- Supreme Court of the United States

Argued October 19, 1953 Decided June 7, 1954
- Full case name: United States v. Harriss, et al.
- Citations: 347 U.S. 612 (more) 74 S. Ct. 808; 98 L. Ed. 989; 1954 U.S. LEXIS 2657

Case history
- Prior: Appeal from the United States District Court for the District of Columbia

Holding
- The Court upheld the act's constitutionality, but also narrowed the scope and application of the act.

Court membership
- Chief Justice Earl Warren Associate Justices Hugo Black · Stanley F. Reed Felix Frankfurter · William O. Douglas Robert H. Jackson · Harold H. Burton Tom C. Clark · Sherman Minton

Case opinions
- Majority: Warren, joined by Reed, Frankfurter, Burton, Minton
- Dissent: Douglas, joined by Black
- Dissent: Jackson
- Clark took no part in the consideration or decision of the case.

Laws applied
- Regulation of Lobbying Act

= United States v. Harriss =

United States v. Harriss, 347 U.S. 612 (1954), was a U.S. Supreme Court case applied directly to the Regulation of Lobbying Act.
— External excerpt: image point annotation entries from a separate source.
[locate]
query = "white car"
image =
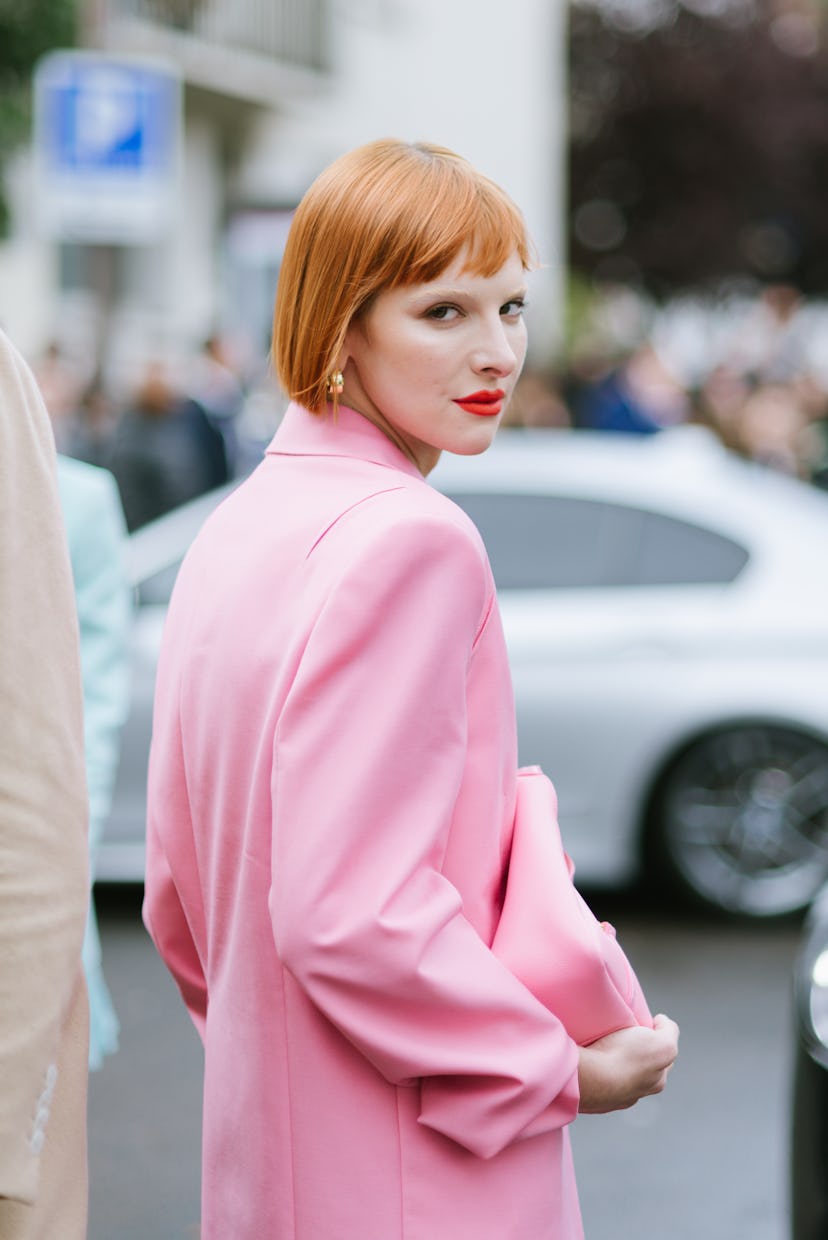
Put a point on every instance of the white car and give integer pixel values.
(667, 621)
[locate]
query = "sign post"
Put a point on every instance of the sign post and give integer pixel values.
(107, 148)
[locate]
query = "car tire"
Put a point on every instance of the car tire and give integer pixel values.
(740, 820)
(808, 1150)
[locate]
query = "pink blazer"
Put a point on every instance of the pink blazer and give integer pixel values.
(330, 805)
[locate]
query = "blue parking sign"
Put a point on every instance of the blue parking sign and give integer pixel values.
(107, 145)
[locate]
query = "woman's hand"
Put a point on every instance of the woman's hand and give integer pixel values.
(617, 1070)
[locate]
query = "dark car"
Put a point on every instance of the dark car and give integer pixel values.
(810, 1120)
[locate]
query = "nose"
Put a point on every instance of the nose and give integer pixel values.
(500, 351)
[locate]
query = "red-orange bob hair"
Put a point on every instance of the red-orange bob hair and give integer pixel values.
(384, 215)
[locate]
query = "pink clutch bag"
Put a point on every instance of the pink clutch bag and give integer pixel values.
(549, 938)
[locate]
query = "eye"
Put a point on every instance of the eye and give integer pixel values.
(513, 309)
(443, 313)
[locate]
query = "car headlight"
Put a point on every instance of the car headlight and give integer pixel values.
(811, 980)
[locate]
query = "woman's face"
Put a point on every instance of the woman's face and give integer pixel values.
(434, 365)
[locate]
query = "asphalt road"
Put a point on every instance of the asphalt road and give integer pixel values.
(704, 1160)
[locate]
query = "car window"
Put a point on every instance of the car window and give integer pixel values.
(562, 542)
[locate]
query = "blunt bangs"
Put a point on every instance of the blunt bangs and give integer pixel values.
(386, 215)
(438, 207)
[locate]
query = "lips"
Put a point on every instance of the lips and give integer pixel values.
(482, 404)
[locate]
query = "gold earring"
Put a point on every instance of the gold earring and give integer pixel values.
(336, 383)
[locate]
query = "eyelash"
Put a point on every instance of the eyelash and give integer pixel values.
(435, 311)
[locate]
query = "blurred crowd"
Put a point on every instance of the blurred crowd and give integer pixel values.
(177, 430)
(754, 370)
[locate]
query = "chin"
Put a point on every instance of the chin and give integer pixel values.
(475, 444)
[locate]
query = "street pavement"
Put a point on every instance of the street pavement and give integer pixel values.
(704, 1160)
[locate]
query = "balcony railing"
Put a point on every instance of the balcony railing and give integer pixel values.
(221, 42)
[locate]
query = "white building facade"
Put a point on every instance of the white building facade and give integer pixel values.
(273, 91)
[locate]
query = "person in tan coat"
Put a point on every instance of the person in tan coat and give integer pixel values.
(44, 867)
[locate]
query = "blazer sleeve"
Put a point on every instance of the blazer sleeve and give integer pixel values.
(44, 879)
(368, 760)
(164, 903)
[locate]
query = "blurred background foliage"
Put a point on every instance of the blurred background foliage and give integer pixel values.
(698, 148)
(29, 29)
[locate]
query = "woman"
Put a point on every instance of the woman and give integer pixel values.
(334, 760)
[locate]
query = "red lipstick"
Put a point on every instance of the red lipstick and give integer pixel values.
(484, 404)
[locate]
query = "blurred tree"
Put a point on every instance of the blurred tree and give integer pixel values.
(699, 141)
(27, 31)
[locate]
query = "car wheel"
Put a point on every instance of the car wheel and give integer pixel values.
(741, 820)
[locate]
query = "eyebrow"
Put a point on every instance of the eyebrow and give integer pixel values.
(449, 294)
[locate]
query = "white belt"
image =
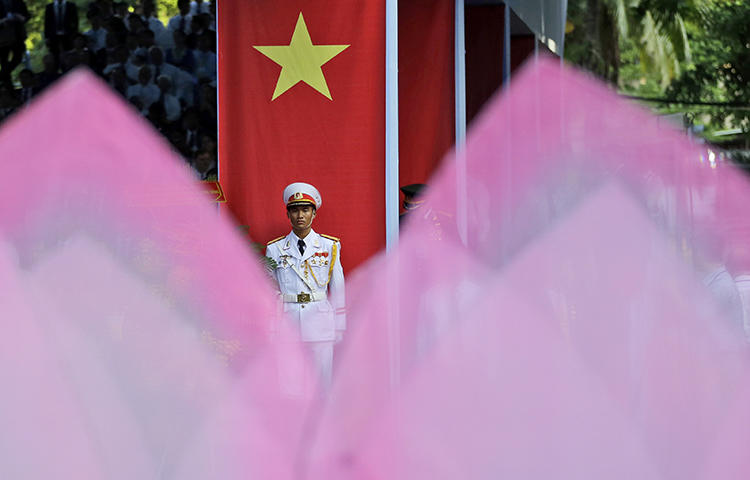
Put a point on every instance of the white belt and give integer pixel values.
(303, 297)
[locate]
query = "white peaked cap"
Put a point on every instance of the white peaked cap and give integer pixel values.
(299, 193)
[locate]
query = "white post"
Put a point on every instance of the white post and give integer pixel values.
(506, 47)
(391, 124)
(391, 190)
(460, 94)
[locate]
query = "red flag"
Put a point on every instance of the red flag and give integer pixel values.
(302, 98)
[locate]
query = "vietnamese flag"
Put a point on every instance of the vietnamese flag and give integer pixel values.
(302, 99)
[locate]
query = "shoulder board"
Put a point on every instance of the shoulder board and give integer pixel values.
(330, 237)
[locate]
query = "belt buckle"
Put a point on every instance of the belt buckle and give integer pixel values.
(303, 298)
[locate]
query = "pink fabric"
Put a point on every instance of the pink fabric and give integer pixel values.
(572, 319)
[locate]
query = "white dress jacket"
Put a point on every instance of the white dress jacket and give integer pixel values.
(311, 286)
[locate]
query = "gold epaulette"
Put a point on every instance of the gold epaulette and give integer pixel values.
(330, 237)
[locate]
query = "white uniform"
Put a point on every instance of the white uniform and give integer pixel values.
(311, 287)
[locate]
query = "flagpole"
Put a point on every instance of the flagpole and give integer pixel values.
(460, 98)
(391, 124)
(391, 191)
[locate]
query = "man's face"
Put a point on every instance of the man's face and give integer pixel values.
(301, 216)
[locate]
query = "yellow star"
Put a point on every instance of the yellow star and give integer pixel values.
(301, 61)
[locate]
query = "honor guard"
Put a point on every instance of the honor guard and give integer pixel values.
(310, 277)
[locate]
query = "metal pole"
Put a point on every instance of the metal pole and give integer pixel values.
(391, 191)
(391, 124)
(460, 93)
(506, 47)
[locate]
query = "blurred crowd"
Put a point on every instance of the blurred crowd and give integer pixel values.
(167, 72)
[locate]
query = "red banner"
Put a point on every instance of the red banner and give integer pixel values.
(302, 98)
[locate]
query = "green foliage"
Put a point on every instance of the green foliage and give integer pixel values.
(689, 51)
(654, 29)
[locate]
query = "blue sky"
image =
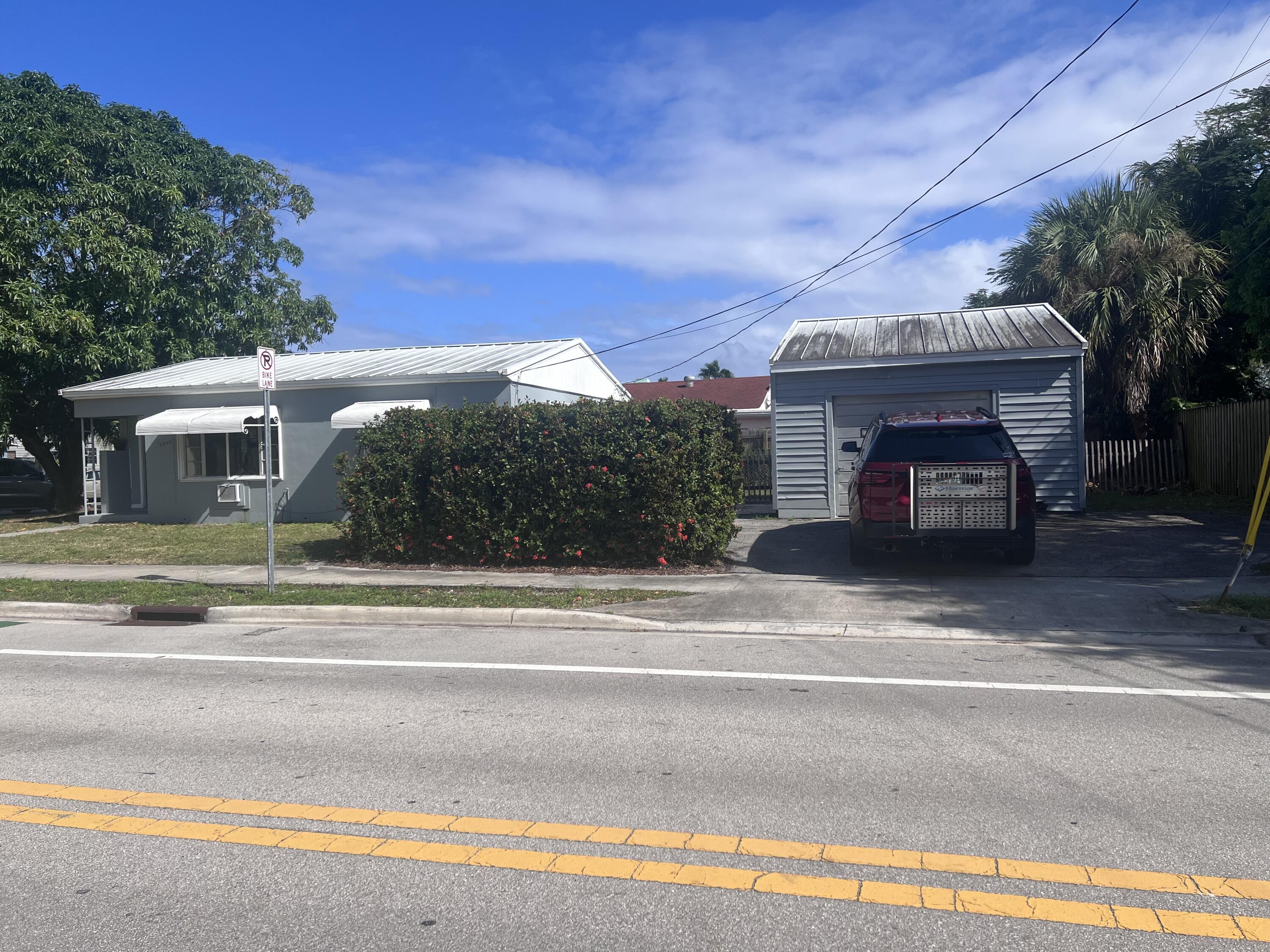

==Proceedings and outcome==
Lobbyists challenged the Regulation of Lobbying Act for being unconstitutionally vague and unclear. In Harriss, the Supreme Court responded by upholding the act's constitutionality, but also by narrowing the scope and application of the act. The Court ruled that the act applies only to paid lobbyists who directly communicate with members of Congress on pending or proposed federal legislation. This means that lobbyists who visit with congressional staff members rather than members of Congress themselves are not considered lobbyists. In addition, the act covers only attempts to influence the passage or defeat of legislation in Congress, and excludes other congressional activities. Further, the act applies to and restricts only individuals who spend at least half of their time lobbying.